Algorithims

A huge part of whether social change happens depends on what narrative people get. Whether publishing, social media, scriptures, what our friends and family repeat-stories literally shape our ideals, perspectives, what we do, who we support.

We have this illusion that we are given all the facts and are coming to our own conclusions-an illusion supported by the sheer volume of information we have access to that we didn’t before. I can see videos of police brutality in real time from a protestor on the street-I can see with my own eyes proof that a black man was assaulted. That isn’t an illusion. But the idea that because I have access to that democratizing flow of information my world view isn’t shaped is false. The narratives I see are still shaped by people who have agendas of their own-but it has become so seamless that it is hard to see.  

Based on that illusion I was wondering why I was mostly fluff from O, Oprah Magazine on my social media feed. It seemed the strangest omission for this TV mogul, this billionaire who can make an author a best-seller with a recommendation, who produces Black TV and movies, who champions representaion-Oprah Winfrey knows how important her voice is. She knows exactly how to shape the way we think about issues, she hasn’t shied away from supporting the Black community. So why was I getting nothing but stories of Taylor Swift’s makeup? Or Meghan McCain’s pregnancy? Why wasn’t her name on anything related to George Floyd’s death, or Black Lives Matter, or protests around the country. It was a glaring omission. I had been on social media almost non-stop for the last 48 hours, glued to footage to try to make sense of the sheer volume of violence enacted by police on peaceful protestors, and these were the posts I saw from O Magazine. 

 

So I went to the O, The Oprah Magazine’s page instead of relying on what was in my social media feed.
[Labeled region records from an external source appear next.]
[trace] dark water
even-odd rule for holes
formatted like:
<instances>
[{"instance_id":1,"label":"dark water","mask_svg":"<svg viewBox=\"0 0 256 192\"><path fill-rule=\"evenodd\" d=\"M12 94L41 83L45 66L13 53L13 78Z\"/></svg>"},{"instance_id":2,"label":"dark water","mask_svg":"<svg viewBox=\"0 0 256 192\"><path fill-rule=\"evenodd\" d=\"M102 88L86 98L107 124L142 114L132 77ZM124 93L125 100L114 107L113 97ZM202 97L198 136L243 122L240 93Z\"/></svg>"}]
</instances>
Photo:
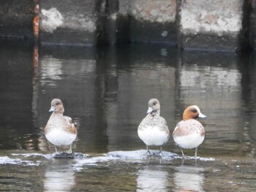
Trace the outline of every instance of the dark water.
<instances>
[{"instance_id":1,"label":"dark water","mask_svg":"<svg viewBox=\"0 0 256 192\"><path fill-rule=\"evenodd\" d=\"M179 52L164 45L0 47L0 190L253 191L256 188L256 55ZM146 157L137 128L157 98L170 130L184 109L208 119L195 164L172 138ZM78 125L73 151L54 159L43 128L60 98ZM157 148L154 148L157 150ZM65 150L64 148L63 150ZM193 150L185 150L192 156Z\"/></svg>"}]
</instances>

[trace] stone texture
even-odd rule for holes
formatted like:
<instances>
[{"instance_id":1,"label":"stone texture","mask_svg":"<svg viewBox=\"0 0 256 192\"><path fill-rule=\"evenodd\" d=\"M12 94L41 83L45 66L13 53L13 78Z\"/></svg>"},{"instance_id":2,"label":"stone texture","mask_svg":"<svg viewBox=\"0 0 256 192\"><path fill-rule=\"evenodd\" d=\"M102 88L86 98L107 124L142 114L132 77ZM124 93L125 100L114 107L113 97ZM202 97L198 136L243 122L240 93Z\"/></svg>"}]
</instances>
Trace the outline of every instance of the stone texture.
<instances>
[{"instance_id":1,"label":"stone texture","mask_svg":"<svg viewBox=\"0 0 256 192\"><path fill-rule=\"evenodd\" d=\"M131 42L176 43L176 1L131 0L128 2L119 1L119 13L129 17Z\"/></svg>"},{"instance_id":2,"label":"stone texture","mask_svg":"<svg viewBox=\"0 0 256 192\"><path fill-rule=\"evenodd\" d=\"M183 1L180 46L184 49L235 50L242 29L243 1Z\"/></svg>"},{"instance_id":3,"label":"stone texture","mask_svg":"<svg viewBox=\"0 0 256 192\"><path fill-rule=\"evenodd\" d=\"M252 47L256 50L256 0L250 1L251 14L249 15L249 42Z\"/></svg>"},{"instance_id":4,"label":"stone texture","mask_svg":"<svg viewBox=\"0 0 256 192\"><path fill-rule=\"evenodd\" d=\"M42 44L96 44L95 1L44 0L39 7Z\"/></svg>"},{"instance_id":5,"label":"stone texture","mask_svg":"<svg viewBox=\"0 0 256 192\"><path fill-rule=\"evenodd\" d=\"M0 1L0 37L33 38L34 0Z\"/></svg>"}]
</instances>

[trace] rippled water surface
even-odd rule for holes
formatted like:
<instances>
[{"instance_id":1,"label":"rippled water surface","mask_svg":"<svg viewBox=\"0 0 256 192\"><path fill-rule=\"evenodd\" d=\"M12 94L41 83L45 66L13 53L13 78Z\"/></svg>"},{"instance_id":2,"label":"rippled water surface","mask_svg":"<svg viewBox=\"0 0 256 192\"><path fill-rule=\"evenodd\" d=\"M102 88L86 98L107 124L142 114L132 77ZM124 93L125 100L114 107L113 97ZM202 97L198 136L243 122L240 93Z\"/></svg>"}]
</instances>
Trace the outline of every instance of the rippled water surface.
<instances>
[{"instance_id":1,"label":"rippled water surface","mask_svg":"<svg viewBox=\"0 0 256 192\"><path fill-rule=\"evenodd\" d=\"M254 53L1 45L1 191L255 191ZM53 158L43 128L53 98L78 124L72 147L84 158ZM171 137L162 157L145 155L137 128L151 98L171 131L188 105L208 116L197 162L194 150L182 161Z\"/></svg>"}]
</instances>

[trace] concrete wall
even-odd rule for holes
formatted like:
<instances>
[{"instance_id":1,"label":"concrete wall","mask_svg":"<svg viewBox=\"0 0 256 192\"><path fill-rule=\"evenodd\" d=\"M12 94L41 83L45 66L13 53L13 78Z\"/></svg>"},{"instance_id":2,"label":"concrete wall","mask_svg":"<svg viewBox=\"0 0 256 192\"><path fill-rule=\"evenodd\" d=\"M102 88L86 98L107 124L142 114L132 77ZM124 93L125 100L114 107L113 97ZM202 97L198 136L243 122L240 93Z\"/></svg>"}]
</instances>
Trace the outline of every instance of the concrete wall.
<instances>
[{"instance_id":1,"label":"concrete wall","mask_svg":"<svg viewBox=\"0 0 256 192\"><path fill-rule=\"evenodd\" d=\"M33 38L34 0L0 1L0 37Z\"/></svg>"},{"instance_id":2,"label":"concrete wall","mask_svg":"<svg viewBox=\"0 0 256 192\"><path fill-rule=\"evenodd\" d=\"M255 1L2 0L0 37L32 39L39 4L41 44L146 42L188 50L239 50L256 47Z\"/></svg>"}]
</instances>

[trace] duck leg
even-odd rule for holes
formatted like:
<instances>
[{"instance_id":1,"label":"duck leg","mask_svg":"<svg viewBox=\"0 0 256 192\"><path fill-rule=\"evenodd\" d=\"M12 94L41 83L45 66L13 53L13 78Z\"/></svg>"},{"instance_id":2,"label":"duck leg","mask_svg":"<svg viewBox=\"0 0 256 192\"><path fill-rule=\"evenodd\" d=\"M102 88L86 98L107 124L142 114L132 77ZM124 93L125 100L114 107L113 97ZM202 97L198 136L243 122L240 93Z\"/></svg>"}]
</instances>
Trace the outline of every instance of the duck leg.
<instances>
[{"instance_id":1,"label":"duck leg","mask_svg":"<svg viewBox=\"0 0 256 192\"><path fill-rule=\"evenodd\" d=\"M162 146L160 146L160 151L159 151L159 155L162 156Z\"/></svg>"},{"instance_id":2,"label":"duck leg","mask_svg":"<svg viewBox=\"0 0 256 192\"><path fill-rule=\"evenodd\" d=\"M182 150L182 148L181 147L181 153L182 153L182 157L183 158L185 158L185 155L184 153L183 153L183 150Z\"/></svg>"},{"instance_id":3,"label":"duck leg","mask_svg":"<svg viewBox=\"0 0 256 192\"><path fill-rule=\"evenodd\" d=\"M195 159L197 159L197 147L195 147Z\"/></svg>"},{"instance_id":4,"label":"duck leg","mask_svg":"<svg viewBox=\"0 0 256 192\"><path fill-rule=\"evenodd\" d=\"M58 153L58 150L57 150L56 146L54 145L54 147L55 147L55 152L57 153Z\"/></svg>"},{"instance_id":5,"label":"duck leg","mask_svg":"<svg viewBox=\"0 0 256 192\"><path fill-rule=\"evenodd\" d=\"M149 151L149 150L148 150L148 145L146 145L146 146L147 146L147 151L148 151L148 155L150 155L151 153L150 153L150 151Z\"/></svg>"},{"instance_id":6,"label":"duck leg","mask_svg":"<svg viewBox=\"0 0 256 192\"><path fill-rule=\"evenodd\" d=\"M69 150L67 151L67 153L72 153L72 145L70 144L70 147Z\"/></svg>"}]
</instances>

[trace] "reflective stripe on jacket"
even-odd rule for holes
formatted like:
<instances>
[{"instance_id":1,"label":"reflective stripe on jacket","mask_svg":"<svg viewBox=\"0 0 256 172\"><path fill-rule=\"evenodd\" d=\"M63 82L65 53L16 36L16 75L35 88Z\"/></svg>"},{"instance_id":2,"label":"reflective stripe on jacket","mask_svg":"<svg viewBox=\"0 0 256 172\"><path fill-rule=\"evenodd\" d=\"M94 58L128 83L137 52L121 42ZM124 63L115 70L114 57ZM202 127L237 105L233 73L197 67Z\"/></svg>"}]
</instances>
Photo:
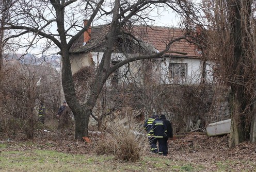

It turns out that some algorithm had decided that I only wanted to see the fluffy posts. The next eleven screenshots are from O Magazine posts I had never seen. 

 

 

Every single post about Black Lives Matter had been buried and hidden-even when the subject of one of those posts was Taylor Swift, a celebrity the algorithim had already decided I was interested in hearing about. Most startling to me are the posts where Oprah is directly addressing white women and their role in upholding systems of oppression-and I never saw them.  

Two things:

1.These are suppressed for a reason-if we had access to these stories about people caring deeply about injustice and police violence and racism it would absolutely shape they way we see the world. And there are obviously people who do not want to see that happen and are keeping white people from seeing this. These stories MATTER.

2. Even a billionaire with a media empire is subject to racist algorithms suppressing the messages she is trying to send. Do you have any doubt that social media had tried to suppress people without her vast resources and connections?